There is a very good chance that the 2015 Chevrolet Corvette Z06 will prove itself as the most track capable street legal American performance car of all time and while GM is only billing it as the most track capable Corvette of all time, it is safe to speculate that it could be the best performing American-built road car ever. Provided that the C7 Z06 is able to turn in better track times than the C6 ZR1 and the 2010 Dodge Viper SRT10 ACR, it will officially be the best performing normal production car ever to hit the streets. Posting better times at tracks around the world including Laguna Seca, Virginia International Raceway and the German Nürburgring than the C6 ZR1 and the Viper SRT10 ACR would allow the new Z06 to stake its claim as the best performing street car but it will be tough for the newest super Corvette to best the Nürburgring time turned in by the Dodge Viper SRT10 ACR-X. The ZR1 turned in a best Ring time of 7:19.63 while the Viper ACR lapped the Nürburgring in just 7:12.13, making it the fastest American car to hit the Ring.

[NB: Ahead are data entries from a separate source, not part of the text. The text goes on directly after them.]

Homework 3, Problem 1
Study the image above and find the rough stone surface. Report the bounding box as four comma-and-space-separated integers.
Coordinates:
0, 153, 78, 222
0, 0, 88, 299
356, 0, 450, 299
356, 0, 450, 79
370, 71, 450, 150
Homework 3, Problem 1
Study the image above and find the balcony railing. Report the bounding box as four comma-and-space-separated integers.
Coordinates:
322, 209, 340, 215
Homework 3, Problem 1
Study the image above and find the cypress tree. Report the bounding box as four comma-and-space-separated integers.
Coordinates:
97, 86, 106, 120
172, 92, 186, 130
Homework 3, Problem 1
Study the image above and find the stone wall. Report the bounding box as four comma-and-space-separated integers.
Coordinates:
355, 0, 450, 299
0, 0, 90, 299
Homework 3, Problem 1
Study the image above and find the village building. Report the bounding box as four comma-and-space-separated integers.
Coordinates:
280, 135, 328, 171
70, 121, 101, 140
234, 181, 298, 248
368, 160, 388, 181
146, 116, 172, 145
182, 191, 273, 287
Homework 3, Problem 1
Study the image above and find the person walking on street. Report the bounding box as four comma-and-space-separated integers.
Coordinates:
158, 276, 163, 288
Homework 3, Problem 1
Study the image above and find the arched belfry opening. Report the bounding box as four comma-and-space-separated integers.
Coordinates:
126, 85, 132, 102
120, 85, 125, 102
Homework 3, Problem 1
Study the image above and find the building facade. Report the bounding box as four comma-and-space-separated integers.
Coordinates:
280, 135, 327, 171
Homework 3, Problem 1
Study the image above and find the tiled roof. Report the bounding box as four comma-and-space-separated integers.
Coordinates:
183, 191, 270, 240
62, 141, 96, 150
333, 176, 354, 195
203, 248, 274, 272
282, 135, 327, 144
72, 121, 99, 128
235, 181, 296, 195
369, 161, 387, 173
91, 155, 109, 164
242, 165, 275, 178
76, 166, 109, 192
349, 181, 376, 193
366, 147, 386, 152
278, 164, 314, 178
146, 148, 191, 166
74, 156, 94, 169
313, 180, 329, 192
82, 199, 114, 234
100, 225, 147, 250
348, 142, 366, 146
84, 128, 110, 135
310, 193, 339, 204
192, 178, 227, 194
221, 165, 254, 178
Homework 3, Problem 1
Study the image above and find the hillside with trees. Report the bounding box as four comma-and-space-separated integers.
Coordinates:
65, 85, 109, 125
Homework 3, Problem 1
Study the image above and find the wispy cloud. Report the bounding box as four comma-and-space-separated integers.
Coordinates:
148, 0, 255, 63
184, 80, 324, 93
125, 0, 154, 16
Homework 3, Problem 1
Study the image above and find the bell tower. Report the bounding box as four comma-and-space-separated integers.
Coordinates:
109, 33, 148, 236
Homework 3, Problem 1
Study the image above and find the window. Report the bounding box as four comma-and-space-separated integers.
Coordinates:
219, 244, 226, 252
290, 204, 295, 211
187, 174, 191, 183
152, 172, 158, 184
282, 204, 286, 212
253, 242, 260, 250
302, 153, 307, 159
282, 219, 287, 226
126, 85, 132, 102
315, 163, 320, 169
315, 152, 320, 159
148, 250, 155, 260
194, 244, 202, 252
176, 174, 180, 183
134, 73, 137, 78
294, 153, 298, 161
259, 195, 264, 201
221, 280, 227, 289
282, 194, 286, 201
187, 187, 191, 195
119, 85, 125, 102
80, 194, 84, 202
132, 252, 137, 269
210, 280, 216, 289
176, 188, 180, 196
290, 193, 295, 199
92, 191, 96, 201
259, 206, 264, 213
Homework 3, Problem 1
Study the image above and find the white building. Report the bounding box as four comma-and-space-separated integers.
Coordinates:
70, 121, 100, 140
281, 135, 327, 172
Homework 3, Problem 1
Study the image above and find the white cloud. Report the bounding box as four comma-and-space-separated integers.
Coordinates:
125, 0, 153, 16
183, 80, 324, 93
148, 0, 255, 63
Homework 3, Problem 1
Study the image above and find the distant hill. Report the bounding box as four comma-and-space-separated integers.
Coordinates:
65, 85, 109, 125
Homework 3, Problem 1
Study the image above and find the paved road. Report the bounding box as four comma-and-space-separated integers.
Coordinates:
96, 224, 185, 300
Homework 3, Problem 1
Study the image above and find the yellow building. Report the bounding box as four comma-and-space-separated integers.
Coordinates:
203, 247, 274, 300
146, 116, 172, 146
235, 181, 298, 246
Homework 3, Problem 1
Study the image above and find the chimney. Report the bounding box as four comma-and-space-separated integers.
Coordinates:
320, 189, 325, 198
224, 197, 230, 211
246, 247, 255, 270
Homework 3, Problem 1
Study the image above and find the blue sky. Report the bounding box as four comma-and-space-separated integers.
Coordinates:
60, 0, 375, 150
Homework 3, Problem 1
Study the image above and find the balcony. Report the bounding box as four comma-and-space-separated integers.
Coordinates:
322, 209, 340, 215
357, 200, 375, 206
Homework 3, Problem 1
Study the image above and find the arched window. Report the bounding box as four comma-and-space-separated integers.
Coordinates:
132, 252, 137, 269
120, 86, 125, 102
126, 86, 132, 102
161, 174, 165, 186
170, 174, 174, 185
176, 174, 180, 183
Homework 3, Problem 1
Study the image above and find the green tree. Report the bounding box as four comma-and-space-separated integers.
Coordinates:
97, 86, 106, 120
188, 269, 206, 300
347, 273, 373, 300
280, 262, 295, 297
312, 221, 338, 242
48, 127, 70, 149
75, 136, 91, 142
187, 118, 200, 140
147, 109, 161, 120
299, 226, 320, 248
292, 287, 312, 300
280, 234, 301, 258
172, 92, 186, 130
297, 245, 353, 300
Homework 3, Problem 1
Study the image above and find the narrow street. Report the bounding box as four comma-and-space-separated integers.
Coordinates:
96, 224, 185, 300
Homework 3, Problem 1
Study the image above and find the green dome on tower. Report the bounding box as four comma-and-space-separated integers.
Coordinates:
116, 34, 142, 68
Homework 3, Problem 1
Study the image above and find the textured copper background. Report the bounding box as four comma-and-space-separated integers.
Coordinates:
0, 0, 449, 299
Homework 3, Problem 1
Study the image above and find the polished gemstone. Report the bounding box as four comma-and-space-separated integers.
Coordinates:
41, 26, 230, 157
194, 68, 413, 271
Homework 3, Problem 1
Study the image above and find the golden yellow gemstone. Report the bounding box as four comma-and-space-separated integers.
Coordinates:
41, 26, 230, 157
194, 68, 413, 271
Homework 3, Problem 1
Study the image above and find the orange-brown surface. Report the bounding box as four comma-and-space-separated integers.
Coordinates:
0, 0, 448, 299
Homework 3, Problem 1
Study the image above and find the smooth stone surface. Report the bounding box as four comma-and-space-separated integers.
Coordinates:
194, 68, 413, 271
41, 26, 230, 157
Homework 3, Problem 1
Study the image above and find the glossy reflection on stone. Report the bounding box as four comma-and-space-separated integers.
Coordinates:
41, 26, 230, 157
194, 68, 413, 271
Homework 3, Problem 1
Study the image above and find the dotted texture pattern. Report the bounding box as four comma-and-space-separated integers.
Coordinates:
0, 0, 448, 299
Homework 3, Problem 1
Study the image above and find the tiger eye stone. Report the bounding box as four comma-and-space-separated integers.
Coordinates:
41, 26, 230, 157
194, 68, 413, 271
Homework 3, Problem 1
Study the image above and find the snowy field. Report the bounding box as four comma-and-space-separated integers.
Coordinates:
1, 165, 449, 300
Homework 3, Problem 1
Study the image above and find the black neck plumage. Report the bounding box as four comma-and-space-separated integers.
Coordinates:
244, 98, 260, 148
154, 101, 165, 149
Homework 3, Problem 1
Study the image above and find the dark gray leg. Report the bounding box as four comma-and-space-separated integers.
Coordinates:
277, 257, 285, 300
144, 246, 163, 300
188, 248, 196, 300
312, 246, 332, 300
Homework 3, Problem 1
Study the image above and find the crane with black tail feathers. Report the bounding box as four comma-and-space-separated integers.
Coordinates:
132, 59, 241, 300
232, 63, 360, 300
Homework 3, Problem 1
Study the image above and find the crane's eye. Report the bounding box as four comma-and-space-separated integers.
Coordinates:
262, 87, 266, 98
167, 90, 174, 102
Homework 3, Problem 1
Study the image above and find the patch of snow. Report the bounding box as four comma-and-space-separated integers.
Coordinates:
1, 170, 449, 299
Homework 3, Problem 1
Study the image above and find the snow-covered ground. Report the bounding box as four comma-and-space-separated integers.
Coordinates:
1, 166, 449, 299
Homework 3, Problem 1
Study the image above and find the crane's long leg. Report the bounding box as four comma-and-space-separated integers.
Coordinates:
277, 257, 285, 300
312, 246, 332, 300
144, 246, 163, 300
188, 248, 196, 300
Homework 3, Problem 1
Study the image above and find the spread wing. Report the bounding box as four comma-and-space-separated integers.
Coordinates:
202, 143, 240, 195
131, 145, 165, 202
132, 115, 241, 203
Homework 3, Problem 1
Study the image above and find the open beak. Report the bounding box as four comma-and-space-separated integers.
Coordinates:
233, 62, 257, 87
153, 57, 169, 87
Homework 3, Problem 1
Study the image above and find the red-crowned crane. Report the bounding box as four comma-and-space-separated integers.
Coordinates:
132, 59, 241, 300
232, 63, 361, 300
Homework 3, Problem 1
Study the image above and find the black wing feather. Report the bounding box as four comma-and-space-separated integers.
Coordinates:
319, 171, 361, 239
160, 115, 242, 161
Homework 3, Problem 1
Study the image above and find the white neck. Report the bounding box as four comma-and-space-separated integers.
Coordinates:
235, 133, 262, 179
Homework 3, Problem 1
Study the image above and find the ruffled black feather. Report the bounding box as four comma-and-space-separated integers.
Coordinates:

The new Z06 may very well be able to shave the 8 seconds that it needs to pass both the Viper and the ZR1 to become the fastest street legal American car to record a time on the Nürburgring but it wouldn’t be the fastest American car ever.
That distinction belongs to the Dodge Viper SRT10 ACR-X, which turned in a Nürburgring lap time of 7:03.06 to sit as the third fastest lap ever run on the 12+ mile road course; trailing only the Pagani Zonda R and the Ferrari 599XX. The “problem” is that the Viper ACR-X isn’t street legal and it was built by the Chrysler Group strictly for racing. Because of that, it isn’t likely that the 2015 Corvette Z06 will be able to claim the title of the best performing American “production based” car ever…unless GM came out with a race-only version of its own and the new Z06 seems like the ideal canvas for that new record setting Vette.
The 2010 Chevrolet Corvette Z06X that debuted as a concept at the 2010 SEMA Show (shown above) featured the standard drivetrain of the 2010 Z06, the aerodynamic and weight saving bits of the Z07 and Carbon Fiber packages, lightweight race wheels, an adjustable suspension setup, a huge rear wing, a full safety cage and composite windows. It was essentially a production Corvette Z06 with all of the available go-fast goodies and all of the added items needed to make it a safety-approved track competitor. Applying this same treatment to the 2015 Corvette Z06 could create a car capable of being the first American car to crack the 6 minute barrier on the Nürburgring.
Start with the new 2015 Chevrolet Corvette Z06 and strip the interior down to the bare essentials. Get rid of the fancy infotainment system, the heated/cooled/power leather seats, the leather lined dash and center console, the advanced climate control system and implant a set of lightweight race buckets along with a roll cage and you have yourself the possible interior setting of the C7 Z06X. Replace the glass windows with reinforced composite racing windows, swap out the Z06 rims for a set of lightweight race rollers, add a more dramatic front splitter, swap in the C7R rear wing and add a race-spec adjustable suspension setup and you have a complete exterior package that offers supreme aerodynamics without going as extreme as the C7R race car. More importantly, this Z06R wouldn’t carry the incredibly high price of the C7R race car so it would be more affordable for those Corvette lovers who want to spend serious time at the track but not in a car intended for the highest level of global racing. This car could very well challenge the Viper ACR-X as being the best production-based American performance car ever...and that is most certainly a claim that GM would love to be able to make.